Türkiye’nin bugün en can yakıcı meselesinin işsizlik olduğunu düşünüyorum. AKP iktisat idareleri hiçbir vakit işsizlik oranlarını aşağı çekemediği üzere, başta gençlerin, bayanların üretim sürecinin dışında kalmalarına yönelik tedbirler de geliştirememişti. Lakin bu kere durum daha da vahim. Zira nüfus süratle artarken çalışma isteği beyan eden nüfus giderek azalıyor. Yurttaşlar işsizlik sıkıntısını katmerli yaşıyor, kamu istihdamının büsbütün dışına düşüyorlar. Bugün çalışma yaşındaki bireylerin kabataslak lakin yarısı çalışma isteği beyan ediyor. İşsizleri çıkarınca her 100 şahıstan 43-44’ünün istihdam edilebildiği bir iktisatla dünya ile rekabet edebilmek imkânsız. 3 bireyden lakin 1’inin fiilen işbaşı yaptığı bir tabloyla karşılaşıyoruz. Bu, ekonomik bir sorun olduğu kadar toplumsal ve ruhsal boyutları da bulunan derin bir yaradır.
AÇLIK İMAJLARI YAYGINLAŞACAK
– Bundan sonraki süreçte yurttaşı nasıl günler bekliyor?

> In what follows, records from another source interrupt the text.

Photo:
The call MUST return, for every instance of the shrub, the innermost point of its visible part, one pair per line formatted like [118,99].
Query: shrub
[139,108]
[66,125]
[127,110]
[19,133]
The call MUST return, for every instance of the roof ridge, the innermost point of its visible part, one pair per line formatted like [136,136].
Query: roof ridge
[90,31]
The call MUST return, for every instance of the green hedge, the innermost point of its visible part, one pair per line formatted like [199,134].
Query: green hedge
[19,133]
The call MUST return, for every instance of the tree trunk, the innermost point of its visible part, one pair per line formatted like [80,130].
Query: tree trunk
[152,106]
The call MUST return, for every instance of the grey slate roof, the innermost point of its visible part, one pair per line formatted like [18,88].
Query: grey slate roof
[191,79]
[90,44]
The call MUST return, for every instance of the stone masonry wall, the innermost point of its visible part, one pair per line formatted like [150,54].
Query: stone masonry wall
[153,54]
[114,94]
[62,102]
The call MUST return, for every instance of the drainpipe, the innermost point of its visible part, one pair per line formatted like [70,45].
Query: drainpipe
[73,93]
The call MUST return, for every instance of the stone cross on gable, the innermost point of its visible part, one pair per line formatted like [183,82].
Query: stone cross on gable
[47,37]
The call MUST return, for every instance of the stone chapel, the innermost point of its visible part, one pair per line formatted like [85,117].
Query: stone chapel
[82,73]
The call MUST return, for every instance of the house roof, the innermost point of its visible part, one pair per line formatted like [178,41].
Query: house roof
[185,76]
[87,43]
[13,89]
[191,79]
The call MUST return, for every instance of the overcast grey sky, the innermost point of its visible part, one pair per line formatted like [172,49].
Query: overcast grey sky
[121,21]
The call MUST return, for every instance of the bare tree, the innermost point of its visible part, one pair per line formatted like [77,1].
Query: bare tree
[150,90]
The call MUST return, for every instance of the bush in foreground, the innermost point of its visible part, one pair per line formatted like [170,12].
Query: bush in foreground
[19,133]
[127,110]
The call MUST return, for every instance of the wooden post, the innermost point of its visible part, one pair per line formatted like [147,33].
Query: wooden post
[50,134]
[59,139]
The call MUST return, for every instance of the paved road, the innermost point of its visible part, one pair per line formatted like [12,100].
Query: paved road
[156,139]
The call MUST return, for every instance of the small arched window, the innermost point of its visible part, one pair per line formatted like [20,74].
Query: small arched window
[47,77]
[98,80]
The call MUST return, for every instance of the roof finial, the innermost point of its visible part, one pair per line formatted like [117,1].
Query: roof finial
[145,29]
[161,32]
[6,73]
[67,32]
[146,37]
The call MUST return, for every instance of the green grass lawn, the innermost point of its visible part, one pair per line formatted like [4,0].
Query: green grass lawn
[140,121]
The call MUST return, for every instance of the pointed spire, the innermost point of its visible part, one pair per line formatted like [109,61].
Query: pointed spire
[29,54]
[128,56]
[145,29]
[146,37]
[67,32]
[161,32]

Döviz kurlarındaki artış enflasyona ivme kazandırıyor. Talep düşük olduğu için bu 2018’deki üzere anında fiyatlara yansımıyor. Lakin vakit içine yayılarak enflasyonu artırıyor, yurttaşın satın alma gücünü geriletiyor. Merkez Bankası’na nazaran kur artışlarının fiyatlara yüzde 20 geçirgenlik tesiri var. Pandemi, bilhassa ağırlama ve perakende dalını çok olumsuz etkiliyor. Küçük esnaf, sokak satıcıları, kayıt dışı çalışanlar salgından en fazla etkilenen bölümler. En son açıklanan datalarla “Sosyal Muhafaza Kalkanı” çerçevesinde 39.2 milyar lira dağıtılmıştı. Bu GSYH’nin 1’inin altında çok hudutlu bir dayanak. 6.3 milyon aileye yalnızca 1 kerelik 1000 TL ödemeyle yetinilmişti. Önümüzdeki aylarda zorlama kredilerin geri ödemeleri de kapıya dayanınca büyük dertler yaşanacak. Ne yazık ki göründüğü kadarıyla Türkiye’yi yoksulluk, hatta açlık manzaralarının yaygınlaştığı güç bir kış bekliyor.